La Profecía

La bola de cristal de esta columna va mostrando algunas imágenes cada vez más claras. Van apareciendo BRICS, Unasur, Unión Africana, CELAC, ALBA, Grupo de los 77 de Naciones Unidas y otros organismos multinacionales, todos previniéndose frente a la gran catástrofe que se avecina en las finanzas “mundiales” concertadas (a presión preponderante) en Breton Woods, New Hampshire hace precisamente 70 años y hoy más que nunca manipuladas desde la bolsa de Nueva York (NYSE) y desde la Reserva Federal (Fed) de Washington.

Los BRICS (Brasil, Rusia, India, China, Sudáfrica) reunidos en la VI Asamblea en Fortaleza, acaban de constituir, además de su propio Banco de Desarrollo con un modesto capital de 100 mil millones de dólares, también su Acuerdo Contingente de Reservas en común por otros 100 mil millones de dólares (China sola tiene reservas por 4 millones de millones de dólares) .

La presidenta anfitriona Dilma Rousseff seguramente vio en su bola lo mismo que aquí. “En palabras sencillas – según dijo – es una red de protección manejada por los propios BRICS”.

Previsora como ha demostrado ser, afirmó: “Nuestro activismo no debe ser confundido con el ejercicio de un poder hegemónico o un deseo de dominación. Tampoco debe ser visto como una opción estratégica contraria a los intereses de otros países. La fuerza de nuestro proyecto es su potencial positivo de transformación del sistema internacional, que queremos más justo e igualitario”. Deslinde sin bronca. Lo cortés no quita lo valiente.

También la figura simpática de la señora Janet Yellen, presidenta de la Reserva Federal de los Estados Unidos aparece una y otra vez con toda claridad; y después viene lo aterrador: la bola se llena de humo y negritud. Algo muy serio pasa. La señora Yellen lo ve venir y no lo quiere creer.

Tampoco saben qué hacer ella y sus jefes: rectoría económica del Estado sí o rectoría económica del Estado no. Sus dogmas dicen que no. Su realidad dice que sí. Su urgencia (o emergencia) frente al derrumbe que viene, le grita más fuerte que sí, que no hay de otra.

La competente señora Yellen, mujer muy estudiada, sabe que no hay en el mundo ni un solo caso de crecimiento del PIB por arriba del 5 por ciento anual, si no es con la rectoría económica del Estado.

En su propio país, paladín del libre mercado sin interferencias estatales, la salida de la Gran Depresión de 1929 sólo se logró por la vigorosa rectoría estatal dirigida por Franklin D. Roosevelt. El tema seguramente lo entendió al detalle en el impactante libro de su compatriota William Manchester, titulado The glory and the dream (traducido por Grijalbo en 1974 como Gloria y ensueño).

En su presentación semestral ante el Congreso de los Estados Unidos, la señora Yellen  les dijo que la economía de su país necesita un fuerte apoyo de la Reserva Federal, porque la recuperación no se ha logrado todavía (ni se ve).

También ha sabido que, mientras ella comparece ante las dos Cámaras de su Congreso para explicarles el necesario rejuego entre tasas de interés y crecimiento laboral, y lidia con el aplastante débito del país más endeudado del mundo, los presidentes de China y Brasil siguen llegando a impactantes acuerdos horizontales  de cooperación.

Dilma Rouseff sigue metiendo goles (de los que dejan huella real) después del Mundial, mientras el erario federal de la señora Janet Yellen se hunde de la manera más catastrófica (para todo el mundo).

La bola de cristal nos había mostrado en su oportunidad que el último acto importante de gobierno de George W. Bush había sido ir a hablar con la presidencia de China, país que detenta una impresionante cantidad de bonos del tesoro de los Estados Unidos de América.

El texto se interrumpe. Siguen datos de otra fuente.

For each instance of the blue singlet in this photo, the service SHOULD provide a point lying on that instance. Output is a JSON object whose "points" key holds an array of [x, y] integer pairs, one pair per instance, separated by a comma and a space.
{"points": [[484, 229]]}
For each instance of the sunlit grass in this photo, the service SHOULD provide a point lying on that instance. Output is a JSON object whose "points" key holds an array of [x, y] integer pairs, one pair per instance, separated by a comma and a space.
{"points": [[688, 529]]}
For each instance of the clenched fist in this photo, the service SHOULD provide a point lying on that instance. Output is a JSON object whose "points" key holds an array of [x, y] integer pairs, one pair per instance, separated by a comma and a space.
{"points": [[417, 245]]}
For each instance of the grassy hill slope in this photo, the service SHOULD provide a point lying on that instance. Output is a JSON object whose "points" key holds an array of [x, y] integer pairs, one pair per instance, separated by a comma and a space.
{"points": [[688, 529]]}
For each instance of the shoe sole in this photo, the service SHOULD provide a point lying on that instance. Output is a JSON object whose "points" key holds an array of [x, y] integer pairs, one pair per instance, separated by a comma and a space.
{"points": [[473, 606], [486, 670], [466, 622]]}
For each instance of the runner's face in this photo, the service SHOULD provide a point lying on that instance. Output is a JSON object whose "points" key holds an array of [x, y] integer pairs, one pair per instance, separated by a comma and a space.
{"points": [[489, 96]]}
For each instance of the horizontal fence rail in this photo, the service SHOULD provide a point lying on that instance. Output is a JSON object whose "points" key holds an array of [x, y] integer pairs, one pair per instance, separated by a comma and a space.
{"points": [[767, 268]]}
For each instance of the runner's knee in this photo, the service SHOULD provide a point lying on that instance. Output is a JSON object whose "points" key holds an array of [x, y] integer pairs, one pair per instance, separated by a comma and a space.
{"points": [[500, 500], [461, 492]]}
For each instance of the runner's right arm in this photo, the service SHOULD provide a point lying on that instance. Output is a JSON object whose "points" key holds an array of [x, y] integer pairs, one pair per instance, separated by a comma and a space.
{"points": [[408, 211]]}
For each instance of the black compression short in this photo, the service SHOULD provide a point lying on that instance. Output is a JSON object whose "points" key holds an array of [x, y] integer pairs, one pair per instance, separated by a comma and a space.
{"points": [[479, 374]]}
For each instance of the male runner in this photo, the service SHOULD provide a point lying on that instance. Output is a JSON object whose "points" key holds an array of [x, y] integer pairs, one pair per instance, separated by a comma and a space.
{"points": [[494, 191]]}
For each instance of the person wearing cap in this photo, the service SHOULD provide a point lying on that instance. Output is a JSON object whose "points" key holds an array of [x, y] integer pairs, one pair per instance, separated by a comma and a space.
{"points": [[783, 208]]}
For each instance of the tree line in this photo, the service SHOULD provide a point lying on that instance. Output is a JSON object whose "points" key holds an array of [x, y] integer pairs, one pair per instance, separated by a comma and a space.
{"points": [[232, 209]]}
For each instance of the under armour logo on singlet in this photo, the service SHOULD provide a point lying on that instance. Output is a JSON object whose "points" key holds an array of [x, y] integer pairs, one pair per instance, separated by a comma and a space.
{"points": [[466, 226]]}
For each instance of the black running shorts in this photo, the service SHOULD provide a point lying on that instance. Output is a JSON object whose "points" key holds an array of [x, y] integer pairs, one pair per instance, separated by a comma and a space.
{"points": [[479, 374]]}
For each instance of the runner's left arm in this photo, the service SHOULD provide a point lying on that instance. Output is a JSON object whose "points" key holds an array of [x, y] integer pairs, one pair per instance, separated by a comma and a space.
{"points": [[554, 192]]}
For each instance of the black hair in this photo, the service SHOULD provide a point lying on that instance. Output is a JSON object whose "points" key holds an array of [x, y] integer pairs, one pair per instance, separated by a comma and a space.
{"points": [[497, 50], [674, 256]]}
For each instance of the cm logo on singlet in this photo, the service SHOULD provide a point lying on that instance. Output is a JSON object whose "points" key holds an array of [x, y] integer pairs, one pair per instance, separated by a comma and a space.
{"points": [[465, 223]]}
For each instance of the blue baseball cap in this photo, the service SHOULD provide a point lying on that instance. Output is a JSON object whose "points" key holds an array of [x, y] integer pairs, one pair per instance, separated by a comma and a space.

En la bola no se oía lo que comentaban, pero se puede suponer que les quedó claro que deudor y acreedor podrían hundirse juntos y amarrados.

En Brasil la presidenta declaraba en presencia del chino: “El balance no podría ser más positivo, ni el futuro más prometedor”. Su comercio bilateral ha pasado de 3 mil 200 millones de dólares en 2002 a 83 mil en 2013. Ahora van a construir un ferrocarril del Atlántico al Pacífico pasando por Paraguay y Bolivia; y una gigantesca hidroeléctrica.

Rousseff juntó al presidente chino con 12 jefes de estado y de gobierno de la Comunidad de Estados Latinoamericanos y de Caribeños (CELAC). China y Rusia llegaron a América para quedarse un buen rato.

P.D. Desde Washington David Brooks informa “que el nivel de desigualdad económica ha llegado (en EU) al que existía antes de la Gran Depresión” en 1929.